Houlton High School off state’s watch list

Posted Oct. 07, 2010, at 11:29 a.m.
Last modified Jan. 29, 2011, at 11:50 a.m.

MONTICELLO, Maine — Students in SAD 29 have made considerable strides based on this year’s Scholastic Aptitude Test scores.

Houlton High School Principal Marty Bouchard informed the SAD 29 school board Monday evening that scores from the May 1 SAT tests showed a significant increase from the previous year’s exams. And because of the good scores, the district is no longer on the AYP (Adequate Yearly Progress) watch list for performing below the state average.

“Testing has become a focal point for schools for many reasons,” Bouchard said. “We try to balance test preparation with our everyday curriculum so that our children have a well-rounded education.”

Houlton High School has been on the watch list, along with half of the other schools in the state, for the last several years for not meeting adequate yearly progress in its test scores.

“We have been working with the state for several years trying to get off this list,” Bouchard said. “Based on our recent SAT scores, I have been told that we are off the AYP list.”

Bouchard’s announcement drew a round of applause from the school board and members of the public in attendance at Monday’s meeting.
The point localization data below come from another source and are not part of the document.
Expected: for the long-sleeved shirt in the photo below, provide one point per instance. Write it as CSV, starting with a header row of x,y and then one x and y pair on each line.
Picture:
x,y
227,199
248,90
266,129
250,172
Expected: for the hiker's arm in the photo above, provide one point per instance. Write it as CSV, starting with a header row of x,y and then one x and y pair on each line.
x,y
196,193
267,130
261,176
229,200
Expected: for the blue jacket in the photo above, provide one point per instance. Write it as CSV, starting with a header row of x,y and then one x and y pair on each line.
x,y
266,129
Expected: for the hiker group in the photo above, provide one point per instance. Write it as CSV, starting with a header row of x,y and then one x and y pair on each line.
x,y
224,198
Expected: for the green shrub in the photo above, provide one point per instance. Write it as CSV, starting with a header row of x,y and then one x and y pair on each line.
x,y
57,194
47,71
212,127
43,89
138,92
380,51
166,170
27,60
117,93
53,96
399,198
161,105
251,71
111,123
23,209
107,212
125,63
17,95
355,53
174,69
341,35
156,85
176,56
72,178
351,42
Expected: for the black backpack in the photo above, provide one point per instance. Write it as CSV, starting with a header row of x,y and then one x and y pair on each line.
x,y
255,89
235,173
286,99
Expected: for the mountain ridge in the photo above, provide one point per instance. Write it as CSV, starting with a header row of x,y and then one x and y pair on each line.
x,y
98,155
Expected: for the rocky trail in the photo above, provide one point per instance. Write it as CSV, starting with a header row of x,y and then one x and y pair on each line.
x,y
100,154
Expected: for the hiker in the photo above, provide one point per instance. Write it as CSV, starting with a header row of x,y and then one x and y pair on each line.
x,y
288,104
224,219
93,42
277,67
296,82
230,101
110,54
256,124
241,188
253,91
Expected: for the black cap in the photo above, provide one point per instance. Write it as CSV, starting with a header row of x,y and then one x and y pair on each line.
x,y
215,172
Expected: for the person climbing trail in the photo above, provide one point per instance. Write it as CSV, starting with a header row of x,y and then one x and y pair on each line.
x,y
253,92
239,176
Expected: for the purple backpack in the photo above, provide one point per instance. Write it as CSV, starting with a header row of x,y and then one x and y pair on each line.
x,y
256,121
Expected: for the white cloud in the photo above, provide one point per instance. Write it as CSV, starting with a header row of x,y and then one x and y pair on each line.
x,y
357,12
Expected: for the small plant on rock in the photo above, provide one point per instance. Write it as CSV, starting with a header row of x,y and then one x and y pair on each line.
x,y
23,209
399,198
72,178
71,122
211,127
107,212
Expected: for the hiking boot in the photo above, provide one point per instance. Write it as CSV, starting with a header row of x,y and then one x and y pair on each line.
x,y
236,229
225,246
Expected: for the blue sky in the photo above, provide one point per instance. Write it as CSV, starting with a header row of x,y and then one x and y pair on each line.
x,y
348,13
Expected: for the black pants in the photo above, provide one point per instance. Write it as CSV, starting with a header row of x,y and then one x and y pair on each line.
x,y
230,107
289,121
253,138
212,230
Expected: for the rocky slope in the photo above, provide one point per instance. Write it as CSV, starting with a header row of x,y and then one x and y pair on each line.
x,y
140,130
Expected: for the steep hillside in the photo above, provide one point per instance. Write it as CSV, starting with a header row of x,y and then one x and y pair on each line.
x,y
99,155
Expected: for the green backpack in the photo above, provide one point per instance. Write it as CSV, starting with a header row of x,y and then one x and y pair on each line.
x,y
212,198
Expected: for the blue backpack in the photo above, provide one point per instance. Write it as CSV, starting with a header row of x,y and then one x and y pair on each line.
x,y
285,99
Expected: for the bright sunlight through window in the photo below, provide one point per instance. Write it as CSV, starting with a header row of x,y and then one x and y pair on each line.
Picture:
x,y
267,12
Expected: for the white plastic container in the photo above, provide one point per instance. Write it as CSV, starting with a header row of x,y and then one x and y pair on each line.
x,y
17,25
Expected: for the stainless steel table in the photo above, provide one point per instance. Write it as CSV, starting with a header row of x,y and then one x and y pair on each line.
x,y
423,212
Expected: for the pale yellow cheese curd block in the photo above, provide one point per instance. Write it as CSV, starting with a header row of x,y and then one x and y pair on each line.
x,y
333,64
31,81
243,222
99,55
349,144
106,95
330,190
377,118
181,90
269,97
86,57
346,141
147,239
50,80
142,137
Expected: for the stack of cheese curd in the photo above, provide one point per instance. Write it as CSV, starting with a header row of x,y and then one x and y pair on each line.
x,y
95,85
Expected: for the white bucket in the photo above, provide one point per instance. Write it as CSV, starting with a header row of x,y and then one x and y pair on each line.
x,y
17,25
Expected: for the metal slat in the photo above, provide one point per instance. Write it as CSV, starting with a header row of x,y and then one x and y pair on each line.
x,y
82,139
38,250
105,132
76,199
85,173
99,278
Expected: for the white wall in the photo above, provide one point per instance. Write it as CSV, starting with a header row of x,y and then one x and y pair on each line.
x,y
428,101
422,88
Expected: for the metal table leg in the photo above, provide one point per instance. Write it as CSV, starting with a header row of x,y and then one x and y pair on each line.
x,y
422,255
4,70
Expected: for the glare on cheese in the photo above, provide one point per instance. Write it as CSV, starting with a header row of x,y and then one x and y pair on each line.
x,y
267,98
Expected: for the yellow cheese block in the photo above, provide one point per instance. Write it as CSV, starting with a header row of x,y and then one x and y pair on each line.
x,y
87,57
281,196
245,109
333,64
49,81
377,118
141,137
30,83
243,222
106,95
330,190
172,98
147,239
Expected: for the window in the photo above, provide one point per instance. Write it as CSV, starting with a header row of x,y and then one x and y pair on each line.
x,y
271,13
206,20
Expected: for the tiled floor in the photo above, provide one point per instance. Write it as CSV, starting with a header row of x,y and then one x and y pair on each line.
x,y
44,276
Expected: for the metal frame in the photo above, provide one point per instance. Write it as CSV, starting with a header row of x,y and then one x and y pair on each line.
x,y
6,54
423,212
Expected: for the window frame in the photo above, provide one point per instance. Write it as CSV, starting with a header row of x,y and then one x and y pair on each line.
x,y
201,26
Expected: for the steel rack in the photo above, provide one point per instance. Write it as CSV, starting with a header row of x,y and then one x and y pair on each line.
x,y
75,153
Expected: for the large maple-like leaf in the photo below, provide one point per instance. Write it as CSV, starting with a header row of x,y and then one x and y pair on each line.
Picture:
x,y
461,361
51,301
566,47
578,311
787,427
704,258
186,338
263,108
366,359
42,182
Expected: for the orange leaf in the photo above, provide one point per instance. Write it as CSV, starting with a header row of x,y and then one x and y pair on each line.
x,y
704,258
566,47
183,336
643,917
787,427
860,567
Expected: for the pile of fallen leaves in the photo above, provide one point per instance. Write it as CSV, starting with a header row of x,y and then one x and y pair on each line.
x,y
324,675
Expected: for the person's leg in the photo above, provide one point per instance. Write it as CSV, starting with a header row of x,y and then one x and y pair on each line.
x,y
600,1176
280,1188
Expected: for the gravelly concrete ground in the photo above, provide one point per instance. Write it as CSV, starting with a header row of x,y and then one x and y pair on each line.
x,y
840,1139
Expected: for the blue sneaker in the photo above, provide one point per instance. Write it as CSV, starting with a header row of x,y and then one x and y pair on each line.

“It came with a lot of hard work from our kids,” Bouchard said. “They dug in and really made a difference. Last year, when we were designated [as a low-achieving school], we were cautiously optimistic that we would do well. The kids’ pride took a hit.”

Houlton High School was second in Aroostook County for reading (53 percent) and fourth in math (53 percent) for meeting or exceeding AYP. In comparison to some of the other Aroostook County school’s, Caribou scored a 56 percent in math and 44 percent in reading; Presque Isle was 52 percent in math and 51 percent in reading. The state average for math was 46 percent, while reading was 48 percent.

Among the many changes the district has implemented over the years to help improve its test scores, according to Bouchard, was to require all freshmen to take college preparatory level courses in English and world geography.

“We eliminated a lot of the lower level math classes to keep kids from taking the easy road,” he said. “This is the first group to take the SAT since those changes.”

Prior to the most recent SAT tests, HHS had a -0.217 growth, which resulted in the district being classified as one of 10 Low Achieving Schools by the state back in March. Based on the recent testing, HHS gained 12.5 percent on the AYP list. Only seven schools out of 125 in the state had a higher growth rate than HHS.

“That’s a huge difference,” Bouchard said. “It’s great news for our district. I hope people will look at this and see the improvement we have made.”

Traci Wilde, a teacher at HHS, told the board this good news was merely the first step toward an attitude change at the school.

“We couldn’t put a Band-Aid on the designation we received,” she said. “Changes have been a long time coming, but I love that we have maintained the integrity of our programs. We refused to sacrifice just to teach this test. I would hate it if we were just teaching the test.”